There have been amazing numbers of butterflies in our yard lately. Yet winter in Florida can be highly variable weather wise. There can be stretches of very warm temperatures and blue skies interrupted by periodic cold fronts that punish the beach goers and green vegetation with cold, even freezing temperatures, and strong northerly winds. Thus one would hardly think that seemingly fragile creatures such as butterflies could thrive under such conditions. Yet they do so and brighten our gardens with their flamboyant colors and active behavior. Here are a few winter examples of these “flying flowers” that bring so much joy into our lives, with minimal effort on our part in providing sources of nectar and larval food.
The zebra butterfly is one of the passionvine specialists that requires this vine for its caterpillars. I provide this with the native corky stemmed passionvine which grows in abundance from seeds dropped by birds which eat the fruit. One only has to let the vines grow up into trees to provide protection for the caterpillars from ants. This zebra is sipping nectar from a native privet which has tiny but numerous flowers that are highly attractive to butterflies and other insects.
The native great southern white butterfly can be confused with the exotic cabbage white, but lacks the dark spots and has distinctive light blue tips on the antennae. A common local food for caterpillars is salt wort and they obtain nectar from many plants, in this case an exotic Jamaican porterweed. Since native flowers to supply nectar are rare in winter, provision of non-invasive exotics is critical in attracting winter butterflies. The penta is another exotic that is very attractive to winter butterflies. It is interesting to observe the behavior of butterflies when weather is cooler since they are dependent on maintaining a warm body temperature for flight. Great southern whites bask by holding their white wings at an angle, reflecting the warm sun onto their dark body.
The well named sulphur butterflies are spectacular but fly quite fast and are difficult to observe closely. I caught this cloudless sulphur in a brief moment of repose. It is interesting that their larval food plant, the cassia or senna, has bright yellow flowers similar in color to the butterfly and the caterpillar.
One of my special favorites are the buckeyes, since there are two similar species in Florida that are challenging to identify. Since I am often close to salt water I encounter the mangrove buckeye which is the much rarer species. Compare it with the far more abundant and widely spread common buckeye. Can you see any differences? Look at the relative sizes of the two eye-spots in the hindwings- notice that in the mangrove that the relative difference in size is much less than in the common species. You may also notice that there is less white around the main eye-spot in the forewing of the mangrove buckeye. These two sibling species have only relatively recently separated in evolutionary terms and give a nice example of a speciation event based on utilization of a specialized coastal habitat.

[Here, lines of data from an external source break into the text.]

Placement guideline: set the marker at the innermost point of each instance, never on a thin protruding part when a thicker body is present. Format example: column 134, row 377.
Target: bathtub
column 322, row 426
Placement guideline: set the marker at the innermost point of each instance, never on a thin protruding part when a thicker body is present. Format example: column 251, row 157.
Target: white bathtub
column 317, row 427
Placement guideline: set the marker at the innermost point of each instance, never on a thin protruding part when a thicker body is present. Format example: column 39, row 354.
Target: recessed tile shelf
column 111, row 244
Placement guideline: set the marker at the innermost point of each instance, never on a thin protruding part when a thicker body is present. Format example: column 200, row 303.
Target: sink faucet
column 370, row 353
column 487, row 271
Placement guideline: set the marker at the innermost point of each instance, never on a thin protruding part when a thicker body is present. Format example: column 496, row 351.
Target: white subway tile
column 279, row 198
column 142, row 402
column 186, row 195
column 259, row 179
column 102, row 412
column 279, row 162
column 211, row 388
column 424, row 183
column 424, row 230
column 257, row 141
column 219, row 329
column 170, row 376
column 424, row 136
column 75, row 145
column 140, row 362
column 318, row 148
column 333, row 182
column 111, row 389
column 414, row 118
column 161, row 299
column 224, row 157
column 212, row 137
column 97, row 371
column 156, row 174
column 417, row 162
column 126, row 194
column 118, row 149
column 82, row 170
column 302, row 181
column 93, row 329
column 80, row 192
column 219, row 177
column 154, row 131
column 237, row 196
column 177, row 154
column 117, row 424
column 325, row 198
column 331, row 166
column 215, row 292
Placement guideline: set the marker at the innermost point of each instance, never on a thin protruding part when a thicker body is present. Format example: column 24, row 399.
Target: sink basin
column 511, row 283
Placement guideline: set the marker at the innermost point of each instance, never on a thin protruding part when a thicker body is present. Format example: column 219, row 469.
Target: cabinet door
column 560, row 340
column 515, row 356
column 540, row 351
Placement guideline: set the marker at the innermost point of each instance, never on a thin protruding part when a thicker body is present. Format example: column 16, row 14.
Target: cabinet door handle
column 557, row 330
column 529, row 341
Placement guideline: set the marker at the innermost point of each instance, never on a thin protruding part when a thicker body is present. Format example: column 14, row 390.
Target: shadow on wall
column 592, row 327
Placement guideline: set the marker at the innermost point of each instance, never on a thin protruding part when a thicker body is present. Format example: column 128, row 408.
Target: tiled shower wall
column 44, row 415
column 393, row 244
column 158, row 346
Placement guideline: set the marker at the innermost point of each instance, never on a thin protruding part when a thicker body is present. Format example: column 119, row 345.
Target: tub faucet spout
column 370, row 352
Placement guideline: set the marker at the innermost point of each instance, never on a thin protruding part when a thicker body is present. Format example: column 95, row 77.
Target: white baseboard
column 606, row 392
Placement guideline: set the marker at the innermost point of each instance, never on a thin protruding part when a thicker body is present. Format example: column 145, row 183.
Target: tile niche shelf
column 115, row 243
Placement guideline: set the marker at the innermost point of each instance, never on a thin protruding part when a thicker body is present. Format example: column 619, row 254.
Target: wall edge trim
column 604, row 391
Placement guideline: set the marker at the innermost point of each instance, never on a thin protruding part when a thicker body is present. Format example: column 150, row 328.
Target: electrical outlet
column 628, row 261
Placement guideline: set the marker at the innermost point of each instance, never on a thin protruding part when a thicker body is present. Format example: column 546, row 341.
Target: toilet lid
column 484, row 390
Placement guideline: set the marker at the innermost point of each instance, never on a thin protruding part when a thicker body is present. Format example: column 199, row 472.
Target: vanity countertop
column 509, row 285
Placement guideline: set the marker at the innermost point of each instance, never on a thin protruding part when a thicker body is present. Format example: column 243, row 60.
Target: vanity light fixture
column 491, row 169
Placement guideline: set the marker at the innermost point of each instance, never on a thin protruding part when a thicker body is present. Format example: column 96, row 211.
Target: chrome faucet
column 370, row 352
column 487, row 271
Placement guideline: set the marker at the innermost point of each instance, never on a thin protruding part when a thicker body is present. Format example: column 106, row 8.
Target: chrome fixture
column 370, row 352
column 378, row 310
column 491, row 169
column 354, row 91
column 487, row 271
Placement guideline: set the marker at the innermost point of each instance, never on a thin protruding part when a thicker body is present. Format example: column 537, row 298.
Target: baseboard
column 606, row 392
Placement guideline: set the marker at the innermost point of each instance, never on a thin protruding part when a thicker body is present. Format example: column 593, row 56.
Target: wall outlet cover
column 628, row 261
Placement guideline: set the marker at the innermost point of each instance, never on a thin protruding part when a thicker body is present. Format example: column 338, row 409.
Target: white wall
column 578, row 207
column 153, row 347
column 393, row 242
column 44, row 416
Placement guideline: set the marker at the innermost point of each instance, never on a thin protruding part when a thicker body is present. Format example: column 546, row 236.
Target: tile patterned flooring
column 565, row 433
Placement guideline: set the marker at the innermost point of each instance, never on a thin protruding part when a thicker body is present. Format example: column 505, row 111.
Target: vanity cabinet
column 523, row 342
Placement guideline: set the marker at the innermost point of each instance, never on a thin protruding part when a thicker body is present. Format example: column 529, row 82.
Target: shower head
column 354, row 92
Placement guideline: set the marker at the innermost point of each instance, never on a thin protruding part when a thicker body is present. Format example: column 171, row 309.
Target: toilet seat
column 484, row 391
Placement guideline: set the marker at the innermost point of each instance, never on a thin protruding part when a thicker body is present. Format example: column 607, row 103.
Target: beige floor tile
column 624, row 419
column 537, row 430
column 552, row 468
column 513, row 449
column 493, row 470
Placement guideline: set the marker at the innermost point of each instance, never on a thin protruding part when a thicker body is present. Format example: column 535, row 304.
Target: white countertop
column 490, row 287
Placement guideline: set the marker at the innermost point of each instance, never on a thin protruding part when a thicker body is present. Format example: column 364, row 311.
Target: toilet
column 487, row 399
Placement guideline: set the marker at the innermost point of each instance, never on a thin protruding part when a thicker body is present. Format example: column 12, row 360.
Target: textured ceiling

Finally I always enjoy seeing the common white peacock butterfly in areas where there is some damp ground which supports growth of the larval food which is a low growing plant named Bacopa. These butterflies often alight and spread their wings, likely raising their body temperatures, but also showing off their subtle but beautiful coloration.
Who can fail to enjoy butterflies despite the fact that their caterpillars may eat a prized plant. Actually a sign of the changing views on gardening is that many people brag about how many caterpillars they have on plants that were specifically grown to attract butterfly reproduction. It is wise to manage your “herd” of caterpillars by transferring some of them elsewhere so that they do not eat up all the plant’s leaves before the caterpillars pupate.